As far as The Lord of the Rings timeline goes, this version of Sauron comes after Baker’s Sauron was destroyed but before the giant eye Sauron had managed to set himself atop Barad-dûr in The Lord of the Rings movies. The Necromancer was no more described in Tolkien’s The Hobbit book than the giant eye Sauron was in The Lord of the Rings book, but Cumberbatch’s fiery spirit put across a worthy opponent for the White Council in the movies. The Necromancer vs. Galadriel face-off in The Hobbit was an invention of Jackson’s that helped him tie The Hobbit to The Lord of the Rings.


2 Charlie Vickers

The Lord Of The Rings: The Rings Of Power Seasons 1 & 2

By sheer force of screen time alone, Charlie Vickers may be the most memorable Sauron. Representing the elusive fiend in Amazon Prime Video’s The Lord of the Rings: The Rings of Power, Vickers’ spot as top Sauron would be hotly contested by many Lord of the Rings fans. Sauron’s identity was teased with mystery box writing until The Rings of Power season 1 ending revealed that leading original character Halbrand had been Sauron all along. Controversially, Halbrand was an invention of the show, but Rings of Power did correctly position Sauron as embodied at this point in the Second Age.


The Rings of Power season 2 revealed a rather unsightly transformation on Sauron’s part from a semi-embodied, black, gooey state into Halbrand. From slithering along like Marvel’s Venom to absorbing an unsuspecting woman whole like Spirited Away’s No-Face, Sauron emerged from said woman’s carriage as the reasonably normal-looking Halbrand – quite the feat.
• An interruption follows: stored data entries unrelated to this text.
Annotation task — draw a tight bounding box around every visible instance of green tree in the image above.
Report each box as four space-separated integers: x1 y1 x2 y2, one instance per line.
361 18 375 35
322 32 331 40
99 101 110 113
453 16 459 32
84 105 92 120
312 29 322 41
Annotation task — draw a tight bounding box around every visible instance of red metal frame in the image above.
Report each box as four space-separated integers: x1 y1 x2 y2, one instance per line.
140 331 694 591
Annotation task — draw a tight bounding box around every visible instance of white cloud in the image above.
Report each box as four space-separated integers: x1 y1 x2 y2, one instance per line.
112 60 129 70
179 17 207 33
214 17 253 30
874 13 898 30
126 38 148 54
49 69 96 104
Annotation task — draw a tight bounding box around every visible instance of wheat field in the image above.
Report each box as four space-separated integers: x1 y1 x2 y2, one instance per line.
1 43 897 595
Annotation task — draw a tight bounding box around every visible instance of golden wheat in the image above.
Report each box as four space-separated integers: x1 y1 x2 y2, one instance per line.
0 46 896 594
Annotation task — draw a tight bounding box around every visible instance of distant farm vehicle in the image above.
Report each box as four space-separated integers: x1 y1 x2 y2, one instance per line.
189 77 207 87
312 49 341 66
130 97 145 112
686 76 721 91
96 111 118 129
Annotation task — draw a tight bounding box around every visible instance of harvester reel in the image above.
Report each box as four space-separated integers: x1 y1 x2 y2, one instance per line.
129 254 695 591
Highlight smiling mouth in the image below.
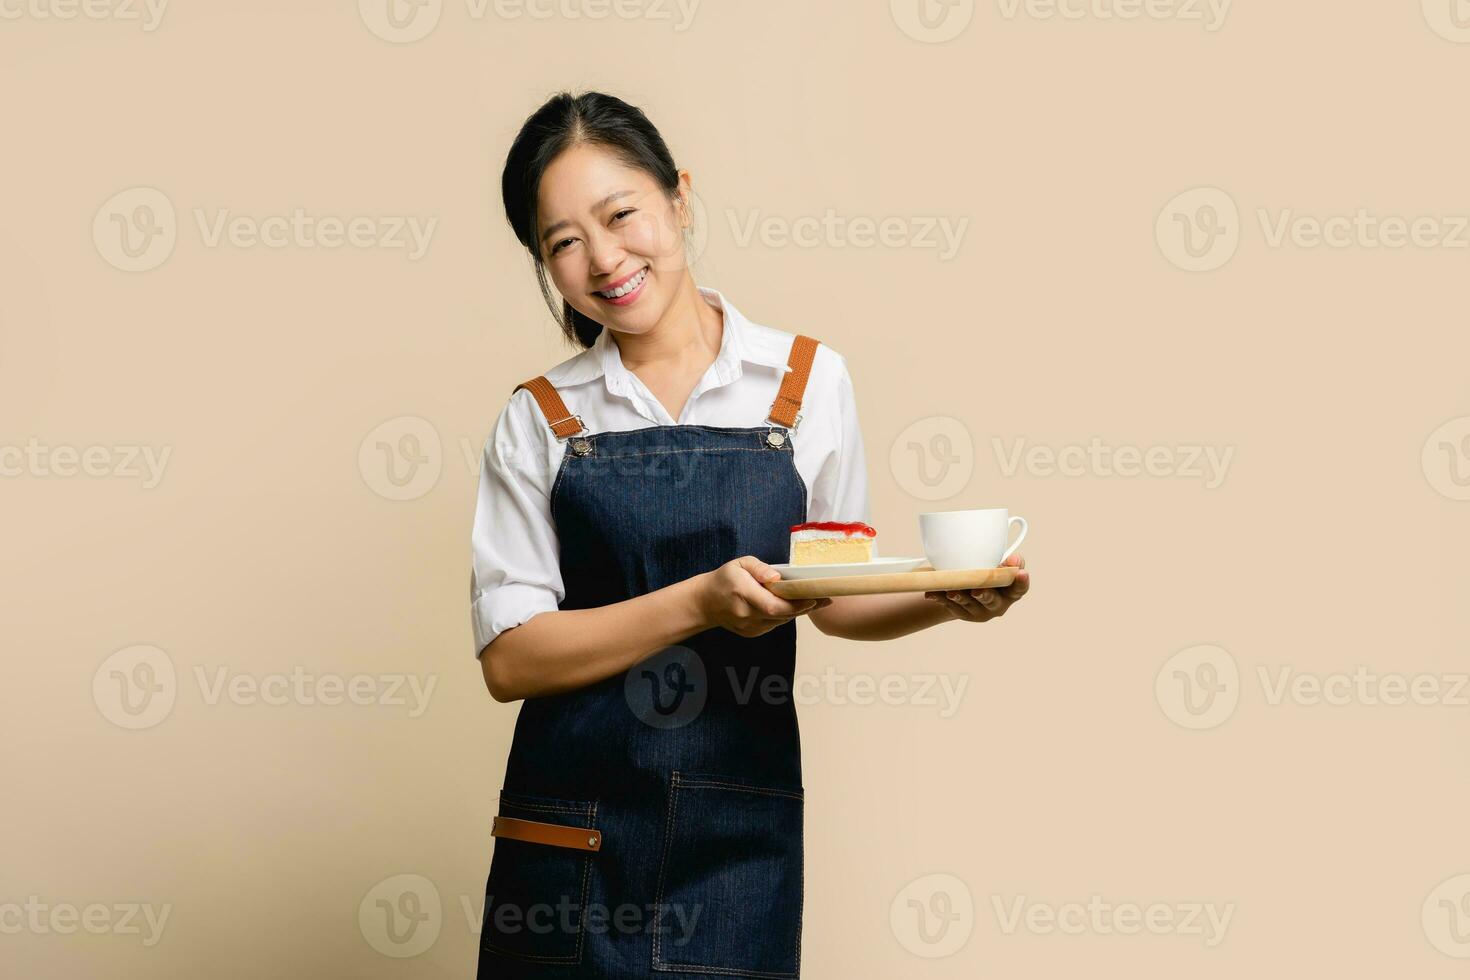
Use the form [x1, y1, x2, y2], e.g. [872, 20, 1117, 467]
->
[595, 266, 649, 300]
Laudable reverence of various fantasy monsters aside, Tolkien provided no detail on the logistics of Sauron’s shapeshifting, so J.D. Payne and Patrick McKay’s guess is as good as anyone’s.

Sauron’s fair form was shown using CGI, and possibly an uncredited actor as well, in a deleted scene from
The Lord of the Rings: The Return of the King.
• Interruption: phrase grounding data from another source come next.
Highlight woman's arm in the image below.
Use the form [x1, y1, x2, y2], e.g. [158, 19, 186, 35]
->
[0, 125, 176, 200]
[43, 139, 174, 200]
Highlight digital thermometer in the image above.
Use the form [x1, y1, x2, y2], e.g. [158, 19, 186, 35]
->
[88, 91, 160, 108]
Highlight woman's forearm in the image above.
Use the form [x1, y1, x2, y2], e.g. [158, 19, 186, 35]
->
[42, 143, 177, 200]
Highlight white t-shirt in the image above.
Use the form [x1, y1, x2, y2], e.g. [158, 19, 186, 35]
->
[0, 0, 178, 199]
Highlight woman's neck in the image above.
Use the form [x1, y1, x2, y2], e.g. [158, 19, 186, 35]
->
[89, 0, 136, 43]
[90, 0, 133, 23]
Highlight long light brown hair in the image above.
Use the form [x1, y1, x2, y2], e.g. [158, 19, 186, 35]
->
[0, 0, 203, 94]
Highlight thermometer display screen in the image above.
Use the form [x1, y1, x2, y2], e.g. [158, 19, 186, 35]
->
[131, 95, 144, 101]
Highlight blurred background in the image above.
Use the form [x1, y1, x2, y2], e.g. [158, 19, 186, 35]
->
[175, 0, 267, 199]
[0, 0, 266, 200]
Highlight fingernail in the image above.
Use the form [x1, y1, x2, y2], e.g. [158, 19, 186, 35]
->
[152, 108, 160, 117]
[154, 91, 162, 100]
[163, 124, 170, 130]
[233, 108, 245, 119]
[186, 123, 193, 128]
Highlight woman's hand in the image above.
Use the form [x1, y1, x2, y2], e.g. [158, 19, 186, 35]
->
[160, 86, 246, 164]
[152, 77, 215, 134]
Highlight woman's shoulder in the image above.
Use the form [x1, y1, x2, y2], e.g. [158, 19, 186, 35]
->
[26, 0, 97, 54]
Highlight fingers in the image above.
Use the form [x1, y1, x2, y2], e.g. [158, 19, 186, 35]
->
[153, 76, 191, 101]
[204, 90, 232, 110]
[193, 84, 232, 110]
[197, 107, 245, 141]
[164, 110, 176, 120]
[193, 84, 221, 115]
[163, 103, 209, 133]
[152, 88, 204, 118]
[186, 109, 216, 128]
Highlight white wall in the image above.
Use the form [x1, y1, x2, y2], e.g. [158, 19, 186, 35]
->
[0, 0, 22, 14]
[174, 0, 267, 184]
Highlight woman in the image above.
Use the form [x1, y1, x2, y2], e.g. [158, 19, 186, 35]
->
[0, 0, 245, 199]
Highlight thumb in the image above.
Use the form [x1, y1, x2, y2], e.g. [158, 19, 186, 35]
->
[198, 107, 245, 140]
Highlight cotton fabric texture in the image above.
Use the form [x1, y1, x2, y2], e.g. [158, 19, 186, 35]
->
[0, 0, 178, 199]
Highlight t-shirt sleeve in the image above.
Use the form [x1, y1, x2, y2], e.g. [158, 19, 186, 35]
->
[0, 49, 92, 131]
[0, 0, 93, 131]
Galadriel called Halbrand Sauron’s “fair form,” which Sauron did indeed possess at this point in the Second Age. Halbrand, however, takes on yet another fair form in season 2 – Annatar. Annatar is pulled straight from the pages of The Silmarillion, so the show obviously managed to get special rights to use his name above and beyond its given rights to adapt The Hobbit and The Lord of the Rings. This unprecedented and faithful adaptation of Sauron’s form in the Second Age is a breath of fresh air, regardless of whatever else may be happening in the show’s various subplots.

1 Jack Lowden

The Lord Of The Rings: The Rings Of Power Season 2


Jack Lowden is the joker in the pack of Saurons, a surprise wild card thrown into The Rings of Power season 2’s opening flashback to Sauron’s grisly murder at the hands of Adar. This flashback showed how Adar and the Orcs’ stabbing had sent Sauron’s power exploding outwards from his body as it died, instantly freezing the whole Forodwaith fortress and reducing him to a pitiful spirit, imperceptibly but doggedly animating his tellingly black pool of blood. This black, predatory matter slowly took shape, subsisting off whatever meager proteins it could catch.

Slow Horses’ brilliant Jack Lowden at first seemed like a strange choice to play the stately, imposing Sauron, based on previous performances. But Lowden’s characterization of Sauron spoke volumes with the brief time allowed it, as Lowden’s acting often does. Lowden adding the human touch to Sauron made him more nefarious, not less – Sauron the bureaucratic nightmare was actually admirably despicable. It was incredibly subtle, but he had a certain long-suffering exasperation, which was a mask for self-righteous entitlement as he rationalized dying for the greater good to his Orc army. It somehow felt all too familiar.


Adar is an original character, so Lowden’s scene wasn’t in any Tolkien books, but this backstory put Halbrand in Galadriel’s path so that she and the audience could get deceived by Sauron’s charm over a whole season. Sauron was the archetypal tyrant in Tolkien’s magnum opus, The Lord of the Rings, he was an Orwellian Big Brother in the Jackson films, and he’s the Great Deceiver in The Lord of the Rings: The Rings of Power. There is scope for more faithful adaptations, but with many shapes, many faces, and many names, Sauron is true to form as an on-screen shapeshifter.